Irrepressible: Picasso wearing a bull's head: The LIFE Picture Collection/Gett
Irrepressible: Picasso wearing a bull's head: The LIFE Picture Collection/Gett

Of the many alter egos in Picasso’s art, the minotaur prompted his most extraordinary imaginative feats. Aside from evoking a lifelong passion for the bullfight — also captured here, in works from childhood to old age — the mythological creature, when it rampaged into Picasso’s art in the Thirties, reflected his trauma at a painful divorce, complicated affairs, and Spain’s inexorable progress towards civil war.

Its duality allowed Picasso, above in a bull’s head in 1959, to transform his vexed feelings: the minotaur is by turns violent and tender. In three prints made in one day, June 18, 1933, Picasso pictures him in a ferocious love-making scene, then tenderly watching a sleeping woman, and menacingly stooping over her.
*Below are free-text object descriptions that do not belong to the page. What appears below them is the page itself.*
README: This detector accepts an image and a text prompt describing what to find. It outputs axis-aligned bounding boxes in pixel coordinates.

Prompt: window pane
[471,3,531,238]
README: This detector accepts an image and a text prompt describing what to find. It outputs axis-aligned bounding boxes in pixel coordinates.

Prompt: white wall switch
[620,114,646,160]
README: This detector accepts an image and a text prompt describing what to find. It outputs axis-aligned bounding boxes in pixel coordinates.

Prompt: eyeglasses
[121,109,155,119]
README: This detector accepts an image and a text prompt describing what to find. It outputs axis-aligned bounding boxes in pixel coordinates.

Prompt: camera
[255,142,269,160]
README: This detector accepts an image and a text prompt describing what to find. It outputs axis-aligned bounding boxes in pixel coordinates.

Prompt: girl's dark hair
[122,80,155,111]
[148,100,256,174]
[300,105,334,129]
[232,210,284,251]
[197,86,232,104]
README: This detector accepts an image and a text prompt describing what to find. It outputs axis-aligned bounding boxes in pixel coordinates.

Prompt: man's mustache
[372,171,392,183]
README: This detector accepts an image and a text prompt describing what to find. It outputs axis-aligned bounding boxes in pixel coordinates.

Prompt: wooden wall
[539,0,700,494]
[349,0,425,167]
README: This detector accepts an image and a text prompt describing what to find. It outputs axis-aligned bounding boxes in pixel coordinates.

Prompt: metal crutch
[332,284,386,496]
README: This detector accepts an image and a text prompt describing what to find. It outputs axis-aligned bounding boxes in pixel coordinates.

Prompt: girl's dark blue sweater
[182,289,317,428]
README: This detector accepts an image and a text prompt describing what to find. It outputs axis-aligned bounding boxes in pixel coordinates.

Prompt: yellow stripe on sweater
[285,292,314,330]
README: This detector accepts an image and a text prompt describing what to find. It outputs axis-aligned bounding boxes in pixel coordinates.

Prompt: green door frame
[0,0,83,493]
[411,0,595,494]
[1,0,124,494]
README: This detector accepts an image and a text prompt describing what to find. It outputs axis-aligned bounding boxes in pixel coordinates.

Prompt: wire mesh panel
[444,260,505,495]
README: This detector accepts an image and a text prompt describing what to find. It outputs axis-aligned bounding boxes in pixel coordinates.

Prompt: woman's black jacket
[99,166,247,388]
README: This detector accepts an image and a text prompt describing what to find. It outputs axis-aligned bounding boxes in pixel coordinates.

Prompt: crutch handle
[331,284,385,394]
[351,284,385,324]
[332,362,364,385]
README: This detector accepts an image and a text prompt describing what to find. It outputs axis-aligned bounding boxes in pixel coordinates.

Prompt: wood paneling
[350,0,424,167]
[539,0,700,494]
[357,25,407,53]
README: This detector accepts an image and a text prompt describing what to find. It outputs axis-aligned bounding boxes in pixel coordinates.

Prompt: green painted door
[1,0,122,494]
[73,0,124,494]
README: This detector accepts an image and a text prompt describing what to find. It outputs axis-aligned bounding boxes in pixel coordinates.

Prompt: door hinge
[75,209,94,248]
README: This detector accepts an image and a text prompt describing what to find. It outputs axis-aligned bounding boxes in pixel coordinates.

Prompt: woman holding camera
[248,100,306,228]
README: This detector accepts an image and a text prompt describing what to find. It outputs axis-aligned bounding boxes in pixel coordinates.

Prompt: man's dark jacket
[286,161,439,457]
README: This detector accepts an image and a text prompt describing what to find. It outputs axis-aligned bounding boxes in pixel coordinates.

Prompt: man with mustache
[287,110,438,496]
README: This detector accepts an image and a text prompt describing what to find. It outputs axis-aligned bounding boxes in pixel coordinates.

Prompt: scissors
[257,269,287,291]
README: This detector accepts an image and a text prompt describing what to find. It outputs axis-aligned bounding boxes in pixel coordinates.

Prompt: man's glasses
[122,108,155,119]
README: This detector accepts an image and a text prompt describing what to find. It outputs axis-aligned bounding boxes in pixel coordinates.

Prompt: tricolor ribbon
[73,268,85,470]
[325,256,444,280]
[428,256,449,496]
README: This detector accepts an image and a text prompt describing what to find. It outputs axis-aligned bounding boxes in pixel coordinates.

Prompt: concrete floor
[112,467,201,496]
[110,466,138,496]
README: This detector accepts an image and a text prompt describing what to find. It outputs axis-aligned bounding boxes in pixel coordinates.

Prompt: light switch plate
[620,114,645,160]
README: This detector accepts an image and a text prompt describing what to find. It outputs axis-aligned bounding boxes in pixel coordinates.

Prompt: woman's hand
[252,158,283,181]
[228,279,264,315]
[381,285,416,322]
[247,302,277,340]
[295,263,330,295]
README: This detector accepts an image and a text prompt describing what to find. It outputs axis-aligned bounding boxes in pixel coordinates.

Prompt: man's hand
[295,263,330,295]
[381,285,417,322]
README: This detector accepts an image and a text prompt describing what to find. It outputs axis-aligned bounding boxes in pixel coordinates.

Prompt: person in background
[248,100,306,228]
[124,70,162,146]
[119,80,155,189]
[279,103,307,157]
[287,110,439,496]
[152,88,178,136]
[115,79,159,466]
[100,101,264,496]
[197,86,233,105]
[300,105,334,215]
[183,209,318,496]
They’re all masterpieces: tumbling, frame-filling compositions drawn in Picasso’s miraculous, unwavering line. Indeed, the prints, drawings and gouaches are the show’s real highlights — such as the transcendent group of etchings La Minotauromachie (1935). The oil paintings are not of stellar quality for Picasso — though for most artists, they’d be career high-points.

What leaps from this exhibition, whether in the bullring or the minotaur’s labyrinth, whether with the brush, the pencil or the etching needle, is Picasso’s irrepressible inventive genius.